With Tito Puente's 'Quatro' collection, time for an appreciation

Tito Puente in 1992
Latin-Jazz percussionist Tito Puente plays the timbales during a concert in New York City in Feb. 1992.
MIKE ALBANS/ASSOCIATED PRESS

The great Latin bandleader Tito Puente loved to joke with audiences about how invariably some people would approach him at concerts and say they appreciated his take on "Santana's song."

A true aficionado of Latin jazz, of course, would know that when Puente's band played "Oye Como Va," they were playing his tune.

Puente's influence on rock musicians like Carlos Santana, Latin bands throughout the hemisphere -- and on jazz artists -- was perhaps unmatched.

Indeed, when musicians compile the biggest names of all time in jazz and Latin music, Puente would most certainly make both lists. Long before his death more than a decade ago, he also set the standard for Latin jazz. A new collection explores a pivotal period in his work, from 1949 to 1960.

Anthony Gonzalez, an executive for Sony Music Latin, captures Puente's early success on a newly released collection called "Quatro." It includes the albums Cuban Carnival, Dance Mania, Night Beat and Revolving Bandstand.

Gonzalez discovered a treasure trove of Puente's early work when he worked for the BMG label that once was the old RCA company. But with an artist of Puente's stature, Gonzalez had no wish to produce a greatest hits album or a best-of collection.

"You're telling somebody this is the best of," Gonzalez said of that approach. "You're telling them that everything else you shouldn't listen to. That's not what I wanted to do, and there were so many other pieces out there already."

Tito Puente: Quatro
Tito Puente, "Quatro." The Definitive Collection.
Courtesy photo

For Gonzalez, a new approach was needed to pay tribute to Puente's contributions to Latin jazz, given his crucial role in its development.

Born to Puerto Rican parents in New York's Spanish Harlem, the impeccably trained musician was a remarkable showman who moved the timbales to the front of the orchestra and made music that made people want to dance. He showed how at its best, Latin jazz fuses two remarkable traditions: the polyrhythmic sounds of Afro-Cuban music and big band jazz from North America.

Like the singer Celia Cruz, long a close friend of Puente, Gonzalez said the bandleader became a guardian of Afro-Cuban music in the United States after the island's 1959 revolution led to severed ties between the two countries.

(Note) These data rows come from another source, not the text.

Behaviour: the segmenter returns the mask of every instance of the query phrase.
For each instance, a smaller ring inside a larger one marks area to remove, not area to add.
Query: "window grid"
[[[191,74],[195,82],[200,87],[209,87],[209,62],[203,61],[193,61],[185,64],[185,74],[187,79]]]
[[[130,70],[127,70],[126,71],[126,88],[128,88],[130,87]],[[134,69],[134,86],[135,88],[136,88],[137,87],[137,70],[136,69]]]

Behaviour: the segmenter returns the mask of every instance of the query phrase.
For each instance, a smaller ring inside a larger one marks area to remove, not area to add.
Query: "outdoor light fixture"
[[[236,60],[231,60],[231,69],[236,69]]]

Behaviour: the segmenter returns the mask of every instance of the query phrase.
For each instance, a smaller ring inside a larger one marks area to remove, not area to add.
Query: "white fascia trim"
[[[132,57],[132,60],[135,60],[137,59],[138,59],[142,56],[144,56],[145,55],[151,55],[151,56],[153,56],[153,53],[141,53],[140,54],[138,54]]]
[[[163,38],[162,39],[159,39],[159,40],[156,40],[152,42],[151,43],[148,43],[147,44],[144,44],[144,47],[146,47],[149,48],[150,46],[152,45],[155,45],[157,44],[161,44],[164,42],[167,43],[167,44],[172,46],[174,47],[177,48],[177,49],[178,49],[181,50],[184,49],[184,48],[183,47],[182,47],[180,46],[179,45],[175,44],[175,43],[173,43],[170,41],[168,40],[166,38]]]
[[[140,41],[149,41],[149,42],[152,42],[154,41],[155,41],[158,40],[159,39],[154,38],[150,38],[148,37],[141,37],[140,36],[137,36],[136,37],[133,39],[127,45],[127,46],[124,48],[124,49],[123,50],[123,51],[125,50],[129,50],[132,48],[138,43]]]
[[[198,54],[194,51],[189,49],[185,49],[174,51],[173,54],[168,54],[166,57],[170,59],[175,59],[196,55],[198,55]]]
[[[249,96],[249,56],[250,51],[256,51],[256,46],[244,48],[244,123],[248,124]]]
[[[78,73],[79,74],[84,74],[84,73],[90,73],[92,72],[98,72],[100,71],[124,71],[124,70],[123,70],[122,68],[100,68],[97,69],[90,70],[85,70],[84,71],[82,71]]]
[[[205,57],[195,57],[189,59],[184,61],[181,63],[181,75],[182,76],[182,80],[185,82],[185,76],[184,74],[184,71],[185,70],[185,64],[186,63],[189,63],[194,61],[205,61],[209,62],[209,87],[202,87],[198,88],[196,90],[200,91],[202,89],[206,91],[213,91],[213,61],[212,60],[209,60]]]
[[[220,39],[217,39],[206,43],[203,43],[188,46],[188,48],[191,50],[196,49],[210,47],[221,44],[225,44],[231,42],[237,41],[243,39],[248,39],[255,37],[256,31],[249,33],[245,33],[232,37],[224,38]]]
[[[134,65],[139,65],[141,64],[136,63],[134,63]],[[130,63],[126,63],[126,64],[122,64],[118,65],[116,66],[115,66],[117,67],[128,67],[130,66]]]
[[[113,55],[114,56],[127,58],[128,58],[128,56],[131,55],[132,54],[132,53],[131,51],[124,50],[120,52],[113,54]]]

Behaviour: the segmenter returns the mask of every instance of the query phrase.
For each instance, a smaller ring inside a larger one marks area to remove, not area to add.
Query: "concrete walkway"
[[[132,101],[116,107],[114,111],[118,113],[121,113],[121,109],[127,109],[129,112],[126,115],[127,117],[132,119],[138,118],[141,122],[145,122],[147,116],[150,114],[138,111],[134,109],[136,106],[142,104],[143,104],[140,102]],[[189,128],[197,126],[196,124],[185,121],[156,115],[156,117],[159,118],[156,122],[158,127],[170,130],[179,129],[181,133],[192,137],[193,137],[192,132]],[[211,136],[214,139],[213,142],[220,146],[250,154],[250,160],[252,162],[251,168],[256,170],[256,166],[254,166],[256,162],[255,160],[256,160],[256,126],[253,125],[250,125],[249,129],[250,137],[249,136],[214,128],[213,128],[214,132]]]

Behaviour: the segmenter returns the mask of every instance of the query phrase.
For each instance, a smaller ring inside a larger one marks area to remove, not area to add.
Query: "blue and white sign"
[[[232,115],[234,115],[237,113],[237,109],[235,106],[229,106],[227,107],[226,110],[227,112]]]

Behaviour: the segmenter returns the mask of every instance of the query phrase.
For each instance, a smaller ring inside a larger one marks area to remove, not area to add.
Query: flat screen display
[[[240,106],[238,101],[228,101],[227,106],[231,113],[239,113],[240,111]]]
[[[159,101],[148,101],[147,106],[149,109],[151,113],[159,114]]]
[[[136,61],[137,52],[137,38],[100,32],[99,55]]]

"I want to say that he was responsible for keeping the essence of Afro-Cuban music not only alive but allowing it to survive and evolve," Gonzalez said. "He didn't like the term salsa. He knew. He clearly identified the different styles whether a song was a guaguanco or if it was a son or clearly a bolero or guaracha and he would always make sure to educate the person on the other side where the roots or where the root of that song or that piece came from.

Puente
Latin-Jazz percussionist and bandleader Tito Puente leads his Orchestra at a JVC Jazz Festival performance at Carnegie Hall in New York City on June 23, 1991.
MIKE ALBANS/ASSOCIATED PRESS

"It's ironic that it wasn't a Cuban but actually someone of Puerto Rican descent and that grew up in the U.S. But he had a great love for that music. Absolutely."

Puente's work was ground breaking. He was among the first to influse dance music with the drumming rituals of Afro-Cuban religious music, as he did on the song "Elegua Chango," from the album "Cuban Carnival."

"You hear the great influence there of the Afro-Cuban ritual, ritualistic sounds, the drums and the timing too there at the beginning and ...the combination of the harmonies that you hear traditionally in American jazz and even some Eastern European music as well combined with, with him, his percussion and everything else that he was doing at the time," Gonzalez said. "The band is having fun playing the piece."

On Revolving Bandstand, Puente's orchestra was in the recording studio at the same time as bandleader Buddy Morrow's, an innovative technique for the time.

"Puente] would put the emphasis, for example, on the mambo side of the track and if it was a little bit more swing, Buddy Morrow's orchestra would carry over," Gonzalez said. "But they would be both playing at the same time and it was a very unique situation at the time to have both orchestras playing face to face."

As important as the four recordings are, Gonzalez doesn't want anyone to think that they defined Puente's career. Indeed, by the end of his life, Puente had recorded well over 100 albums. He also was the first musician to play the vibes in Latin music.

"Tito did great works after these four albums too," Gonzalez said. "I always point that out whenever I speak to someone about this collection here. I don't want it to seem that these were the four albums and then everything else, you know, blah. Absolutely not. He kept on evolving and there were really great stuff that he did later on in his career.

"He set a standard, really, for all the others that followed."